The second particularly unusual feature of the school is the school meeting, at which the school Laws are made or changed. These laws are the rules of the school, made by majority vote in the community meetings; pupils and staff alike having equal votes.

These two features are central to the school, but they fail in themselves to capture its essential nature. Needless to say, epithets like 'the school where kids do what they like' similarly miss their mark. What they omit to say is that Summerhill is a community. It is a community where most of the 100-odd members are children, so teaching is a part of it; but it is not the most important part. The most important part is building and maintaining an environment where members of the community can co-exist in harmony and in personal freedom

The community atmosphere at the school is very strong. To an extent it must be, wherever 100 people live in close proximity for over half the year, if there is not to be unbearable strain in their relationships. But it is fostered at Summerhill by the fact that all the inhabitants are considered equal members of the community. All are equally entitled to citizenship of the school – teachers, big kids, and little kids alike – and this is reflected in their interactions with each other. There is an ease of manner between equals that cannot exist in a hierarchy, however friendly and informal.

What makes the equality real rather than mere rhetoric is the meeting. Everyone knows, for instance, that a member of staff has no sanctions against a pupil that the pupil does not have against the member of staff – and that a teacher bringing a case against a pupil is neither more nor less likely to succeed just because of the relative status of the people involved. Here, everyone has the same status.
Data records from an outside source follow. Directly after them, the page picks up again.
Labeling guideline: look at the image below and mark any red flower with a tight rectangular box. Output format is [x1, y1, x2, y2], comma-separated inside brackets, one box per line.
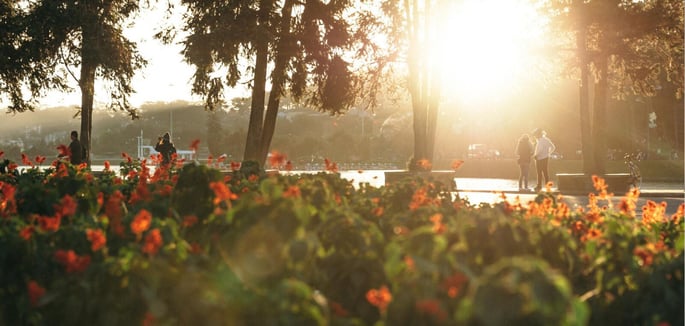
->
[283, 186, 302, 198]
[57, 144, 71, 157]
[143, 229, 163, 255]
[366, 285, 392, 312]
[209, 182, 238, 205]
[442, 272, 469, 298]
[86, 229, 107, 251]
[21, 153, 33, 166]
[19, 225, 36, 241]
[131, 209, 152, 235]
[190, 139, 200, 152]
[452, 160, 464, 170]
[55, 195, 78, 217]
[26, 280, 45, 307]
[38, 216, 62, 232]
[55, 249, 90, 273]
[182, 215, 198, 227]
[323, 158, 338, 173]
[416, 158, 432, 170]
[269, 151, 286, 169]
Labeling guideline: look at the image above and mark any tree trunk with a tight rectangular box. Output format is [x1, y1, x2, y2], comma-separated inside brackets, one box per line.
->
[79, 13, 98, 165]
[254, 0, 294, 162]
[576, 29, 596, 174]
[592, 55, 608, 174]
[243, 0, 273, 167]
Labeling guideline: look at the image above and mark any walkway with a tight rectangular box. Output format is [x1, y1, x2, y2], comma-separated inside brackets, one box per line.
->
[341, 170, 685, 216]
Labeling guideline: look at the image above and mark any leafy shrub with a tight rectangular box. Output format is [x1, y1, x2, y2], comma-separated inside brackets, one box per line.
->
[0, 156, 685, 325]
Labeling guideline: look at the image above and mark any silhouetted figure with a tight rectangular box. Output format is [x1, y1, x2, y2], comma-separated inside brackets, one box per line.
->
[155, 132, 176, 165]
[58, 130, 83, 165]
[533, 128, 556, 191]
[516, 134, 533, 191]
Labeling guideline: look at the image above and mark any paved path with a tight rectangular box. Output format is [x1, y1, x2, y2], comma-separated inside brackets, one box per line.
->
[341, 170, 685, 215]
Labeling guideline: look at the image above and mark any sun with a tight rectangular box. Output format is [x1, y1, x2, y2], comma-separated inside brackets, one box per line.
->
[438, 0, 543, 102]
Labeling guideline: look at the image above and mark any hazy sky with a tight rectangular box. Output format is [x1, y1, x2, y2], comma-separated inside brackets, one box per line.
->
[36, 0, 541, 107]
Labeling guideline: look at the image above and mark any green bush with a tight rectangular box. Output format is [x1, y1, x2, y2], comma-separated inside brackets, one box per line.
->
[0, 157, 685, 325]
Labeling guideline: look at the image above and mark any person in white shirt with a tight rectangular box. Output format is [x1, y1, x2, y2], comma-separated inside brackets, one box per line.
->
[533, 128, 556, 191]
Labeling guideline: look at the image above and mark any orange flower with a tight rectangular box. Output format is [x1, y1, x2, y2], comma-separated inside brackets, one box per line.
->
[430, 213, 447, 234]
[269, 151, 286, 169]
[452, 160, 464, 171]
[641, 200, 666, 225]
[409, 187, 434, 211]
[86, 229, 107, 251]
[0, 181, 17, 217]
[442, 272, 469, 299]
[633, 246, 654, 267]
[671, 203, 685, 224]
[55, 249, 90, 273]
[19, 225, 35, 241]
[57, 144, 71, 157]
[190, 139, 200, 152]
[416, 158, 433, 170]
[26, 280, 45, 307]
[37, 216, 62, 232]
[283, 186, 302, 198]
[366, 285, 392, 312]
[36, 155, 45, 165]
[55, 195, 78, 217]
[580, 228, 602, 242]
[143, 229, 163, 255]
[404, 255, 416, 271]
[323, 158, 338, 173]
[182, 215, 198, 227]
[209, 181, 238, 205]
[131, 209, 152, 236]
[21, 153, 33, 166]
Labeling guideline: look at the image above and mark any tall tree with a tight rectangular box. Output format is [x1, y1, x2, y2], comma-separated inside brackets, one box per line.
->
[176, 0, 382, 165]
[546, 0, 683, 174]
[2, 0, 145, 162]
[376, 0, 450, 170]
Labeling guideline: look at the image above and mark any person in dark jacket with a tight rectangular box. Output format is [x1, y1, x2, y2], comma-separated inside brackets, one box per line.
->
[61, 130, 83, 165]
[155, 132, 176, 165]
[516, 134, 533, 191]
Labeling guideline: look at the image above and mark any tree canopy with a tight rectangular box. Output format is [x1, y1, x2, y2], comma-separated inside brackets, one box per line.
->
[174, 0, 388, 164]
[0, 0, 146, 163]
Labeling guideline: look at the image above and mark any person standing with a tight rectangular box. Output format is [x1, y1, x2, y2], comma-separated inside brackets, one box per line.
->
[58, 130, 83, 165]
[155, 132, 176, 165]
[533, 128, 556, 192]
[516, 134, 533, 191]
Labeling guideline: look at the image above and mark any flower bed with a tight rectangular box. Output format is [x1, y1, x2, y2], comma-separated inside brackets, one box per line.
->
[0, 157, 685, 325]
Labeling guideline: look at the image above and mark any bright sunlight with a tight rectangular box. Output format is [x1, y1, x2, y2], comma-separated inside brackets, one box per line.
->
[440, 0, 542, 103]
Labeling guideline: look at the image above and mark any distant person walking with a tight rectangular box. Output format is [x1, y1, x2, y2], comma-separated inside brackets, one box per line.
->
[516, 134, 533, 191]
[155, 132, 176, 165]
[533, 128, 556, 192]
[57, 130, 83, 165]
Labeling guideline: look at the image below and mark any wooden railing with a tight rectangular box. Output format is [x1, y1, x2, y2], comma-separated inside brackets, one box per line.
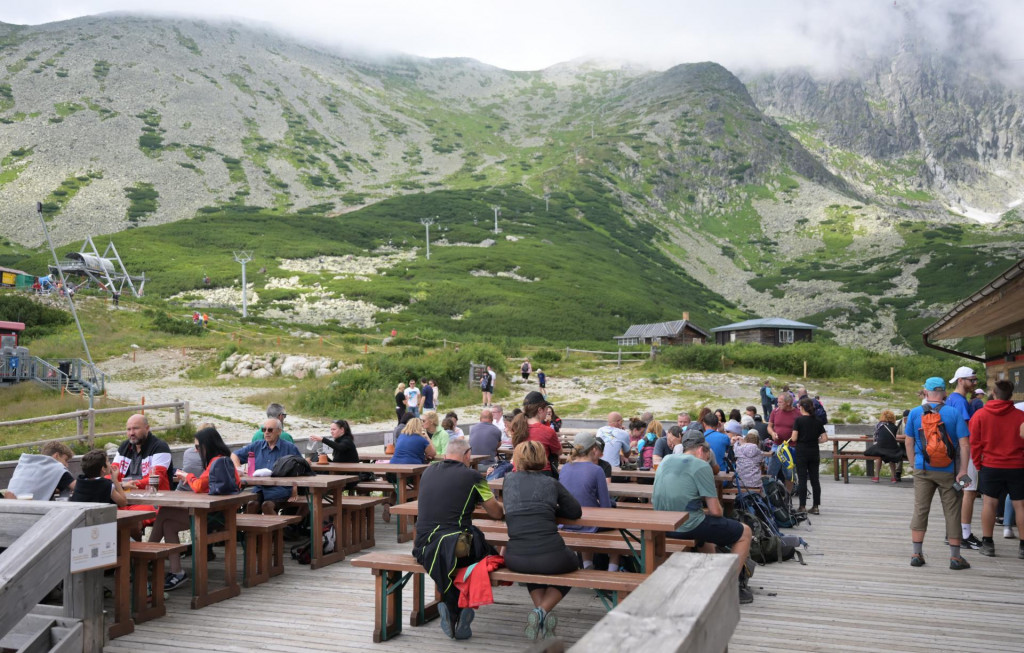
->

The result is a strong feeling of solidarity with Summerhill in all its diverse members. And they are diverse: besides the age differences, Summerhill is an international community. Many nations are represented including France, Germany, Holland, Israel, Switzerland, US, Korea and Taiwan; the UK accounts less than half of the pupils. Of course, everything in the garden is not always rosy. Sometimes a pupil with an urge for rebellion – usually a newcomer – will behave in as destructive a way as possible, deliberately breaking as many of the community's written and unwritten laws as he or she is able, and generally wreaking havoc.

It is interesting that these rebellious children are generally those who have recently arrived at Summerhill from a more 'conventional' school. They seem to be rebelling against the unfair and authoritarian structure they are coming from; when they were there, rebellion was not possible. Obviously, they can be disruptive, but they usually settle down and begin to enjoy the freedom of Summerhill in a more constructive way.

A visitor who recently stayed at the school has written:

"There may be bullying at Summerhill, but I have not seen it. It may be that the older kids set themselves up as kings over their juniors, but I do not perceive a hint of it. What I do see is children of eight jumping unexpectedly on the back of fifteen-year-old boys, and being carried round with perfect good humour; younger kids upset by some sudden reverse being comforted by an arm round their shoulder from an older kid; kids sitting in odd corners talking eagerly about the matter of the moment, with entire disregard for whether their interlocutors are their own age, or younger or older by a year, three years, or six years ... It would be stupid to suggest that they do not all have their own special friends, but I do not think any of them have any special enemies.